RIVERSIDE, Calif. (AP)—Former Edmonton Oilers owner Peter Pocklington pleaded guilty Thursday to perjury in a Southern California bankruptcy fraud case.
Pocklington, 68, entered the plea to a single perjury count in U.S. District Court under a deal that allowed him to avoid a possible 10-year prison term for making false statements and oaths in bankruptcy.
He was scheduled to be sentenced in August and was expected to receive probation, including six months of home detention that could force him to wear an electronic monitor.
A call to his attorney, Brent F. Romney, seeking comment was not immediately returned.
However, Pocklington told Global TV Edmonton on Wednesday that he was “not guilty of anything” and his indictment by a federal grand jury for allegedly concealing bank accounts was prompted by errors in his 2008 bankruptcy filing.
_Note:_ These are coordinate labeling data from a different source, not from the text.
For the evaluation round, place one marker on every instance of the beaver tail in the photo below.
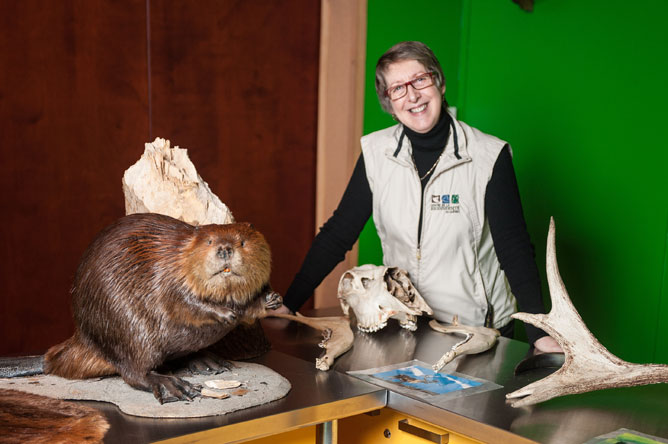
(72, 359)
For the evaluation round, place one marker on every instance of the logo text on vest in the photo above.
(445, 202)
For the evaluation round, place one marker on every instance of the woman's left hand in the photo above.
(547, 344)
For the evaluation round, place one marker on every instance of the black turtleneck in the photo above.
(502, 206)
(427, 147)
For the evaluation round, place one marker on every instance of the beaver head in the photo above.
(230, 262)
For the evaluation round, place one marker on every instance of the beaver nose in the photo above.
(225, 252)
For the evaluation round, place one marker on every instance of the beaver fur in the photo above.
(26, 418)
(151, 288)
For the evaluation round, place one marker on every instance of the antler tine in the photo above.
(588, 365)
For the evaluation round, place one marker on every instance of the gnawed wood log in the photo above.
(337, 336)
(165, 181)
(588, 365)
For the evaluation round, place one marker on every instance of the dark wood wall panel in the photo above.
(234, 82)
(73, 91)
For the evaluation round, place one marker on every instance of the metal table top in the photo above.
(315, 397)
(487, 416)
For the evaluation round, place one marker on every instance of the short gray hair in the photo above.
(417, 51)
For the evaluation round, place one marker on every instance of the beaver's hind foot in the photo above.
(171, 388)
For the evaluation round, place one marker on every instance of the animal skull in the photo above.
(377, 293)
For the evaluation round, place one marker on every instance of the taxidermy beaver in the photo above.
(151, 288)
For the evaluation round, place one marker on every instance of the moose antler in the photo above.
(588, 365)
(337, 336)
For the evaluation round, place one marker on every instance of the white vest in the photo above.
(454, 266)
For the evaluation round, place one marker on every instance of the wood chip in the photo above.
(222, 384)
(214, 393)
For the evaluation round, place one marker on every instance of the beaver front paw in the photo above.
(272, 300)
(170, 388)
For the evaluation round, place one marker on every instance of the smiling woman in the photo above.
(445, 204)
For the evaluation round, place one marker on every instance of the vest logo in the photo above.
(445, 202)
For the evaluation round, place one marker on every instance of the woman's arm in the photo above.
(336, 237)
(512, 243)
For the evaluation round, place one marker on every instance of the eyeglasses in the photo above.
(422, 81)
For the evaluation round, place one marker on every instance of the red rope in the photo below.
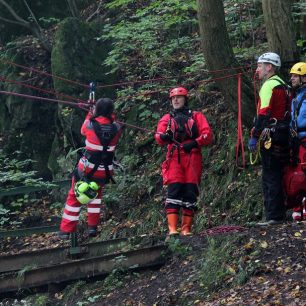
(21, 83)
(31, 69)
(255, 91)
(239, 144)
(223, 229)
(73, 104)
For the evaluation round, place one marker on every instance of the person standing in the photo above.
(94, 169)
(295, 173)
(271, 134)
(184, 132)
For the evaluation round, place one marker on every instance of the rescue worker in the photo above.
(271, 134)
(295, 174)
(184, 132)
(94, 168)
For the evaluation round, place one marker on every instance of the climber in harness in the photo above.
(184, 132)
(270, 135)
(295, 173)
(94, 169)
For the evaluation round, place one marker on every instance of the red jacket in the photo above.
(93, 144)
(182, 167)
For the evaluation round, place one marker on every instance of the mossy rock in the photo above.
(77, 56)
(27, 126)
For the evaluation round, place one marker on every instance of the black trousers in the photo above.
(182, 195)
(272, 174)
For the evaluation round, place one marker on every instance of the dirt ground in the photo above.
(277, 255)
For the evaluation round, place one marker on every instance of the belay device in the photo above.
(86, 192)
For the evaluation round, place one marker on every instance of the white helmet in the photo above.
(271, 58)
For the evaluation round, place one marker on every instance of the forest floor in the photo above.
(259, 266)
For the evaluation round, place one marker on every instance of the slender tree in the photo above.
(219, 55)
(280, 29)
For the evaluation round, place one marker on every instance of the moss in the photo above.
(78, 56)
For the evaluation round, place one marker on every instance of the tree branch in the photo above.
(15, 22)
(13, 13)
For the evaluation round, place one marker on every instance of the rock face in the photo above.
(27, 125)
(78, 56)
(46, 132)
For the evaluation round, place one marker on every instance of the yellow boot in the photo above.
(172, 223)
(186, 225)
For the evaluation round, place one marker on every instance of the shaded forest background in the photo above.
(149, 46)
(145, 48)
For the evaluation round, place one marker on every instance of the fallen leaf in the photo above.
(264, 244)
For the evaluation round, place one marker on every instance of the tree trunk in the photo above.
(219, 55)
(280, 30)
(73, 8)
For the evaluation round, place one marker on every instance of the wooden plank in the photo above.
(82, 269)
(29, 189)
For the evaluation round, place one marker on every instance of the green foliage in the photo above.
(16, 173)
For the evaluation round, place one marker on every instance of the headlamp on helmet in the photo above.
(179, 91)
(299, 68)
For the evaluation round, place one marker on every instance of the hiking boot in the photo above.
(92, 231)
(270, 222)
(297, 215)
(186, 225)
(63, 235)
(172, 224)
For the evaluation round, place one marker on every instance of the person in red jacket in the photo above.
(184, 132)
(94, 169)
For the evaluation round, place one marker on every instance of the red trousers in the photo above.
(72, 210)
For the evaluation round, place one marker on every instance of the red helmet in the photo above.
(179, 91)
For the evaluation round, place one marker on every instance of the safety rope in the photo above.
(239, 144)
(223, 229)
(21, 83)
(73, 104)
(31, 69)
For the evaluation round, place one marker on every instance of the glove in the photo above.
(166, 137)
(187, 147)
(253, 144)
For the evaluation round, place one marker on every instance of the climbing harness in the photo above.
(86, 192)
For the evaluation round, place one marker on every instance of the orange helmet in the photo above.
(179, 91)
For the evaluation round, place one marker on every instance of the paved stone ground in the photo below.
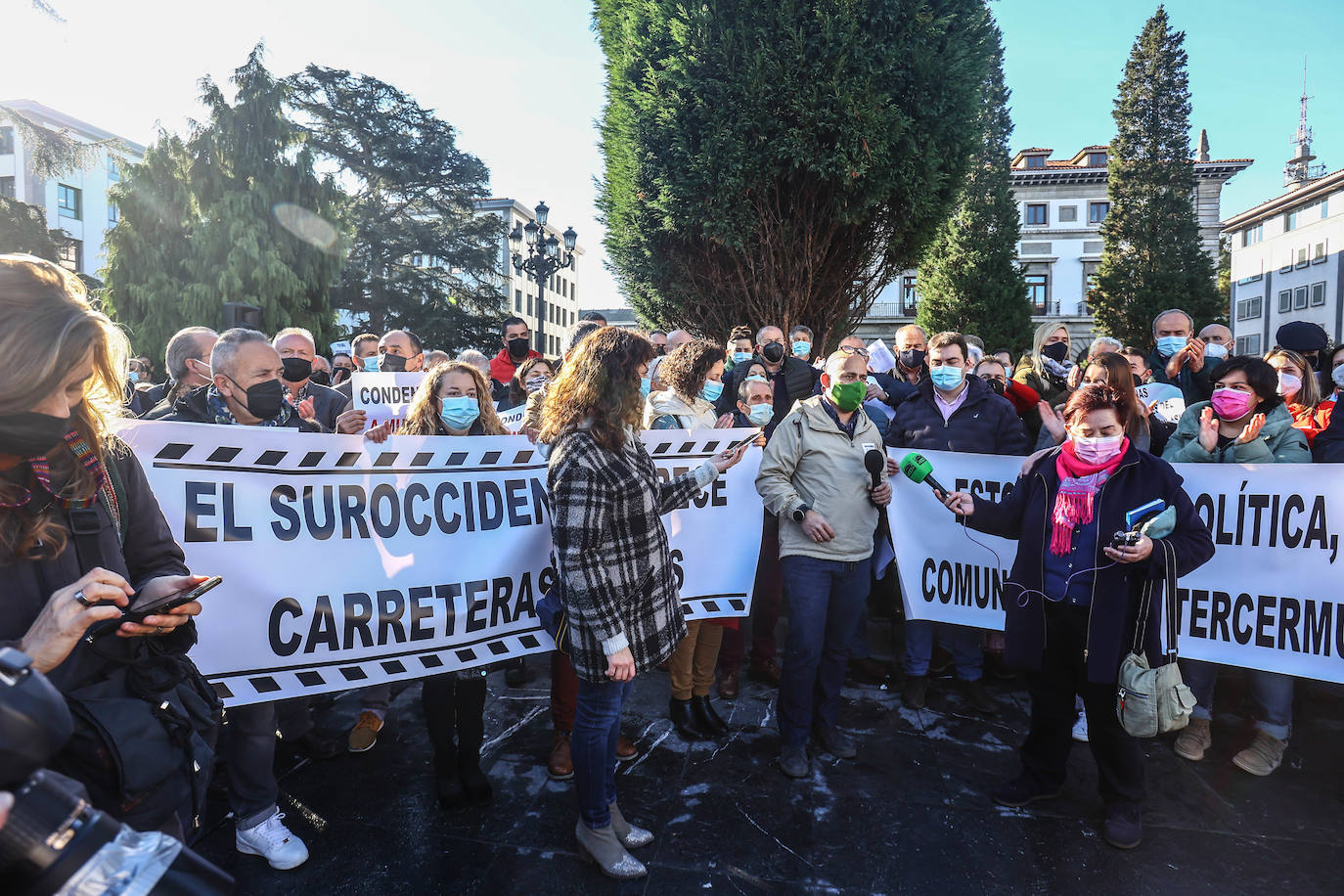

“Unfortunately, the lawyer I hired to do the original case is what caused all the problems,” he said. “‘He said, ‘Sign here,’ and I did, and unfortunately he left a multitude of things out.”’
Pocklington said he took the federal prosecutors’ plea offer to avoid trial.
“Unfortunately the jury pool is not a jury of your peers; it’s a jury of some of them unemployed, some of them that aren’t particularly bright,” he said. “And of course with press and so on, and in this country and Canada they seem to hate anyone that has been successful.”
The Oilers won five titles from the time that Pocklington acquired the team in the late 1970s until he sold it in 1998. He shocked fans when he traded star Wayne Gretzky to the Los Angeles Kings in 1988. Fans burned him in effigy.
Pocklington later moved to the United States. He filed for personal bankruptcy in 2008. He claimed to have debts of $19.6 million and assets of only about $2,900.
That includes nearly $13 million in loan money and interest that the Alberta provincial government claims it loaned to Pocklington’s meatpacking company in 1988.
Pocklington was arrested at his Palm Desert home in March 2009 on allegations he concealed assets during bankruptcy proceedings. Prosecutors said he failed to note that he controlled two bank accounts and two storage facilities.
FBI agents who raided his home in 2009 said they found $2,000 in cash, along with artwork and boxes of shoes, suits and Cuban cigars.
Under a plea agreement filed last week, Pocklington must cooperate with the Internal Revenue Service in determining his individual income tax liability for the years 2006 through 2008.
The agreement also stipulates that Pocklington make full restitution.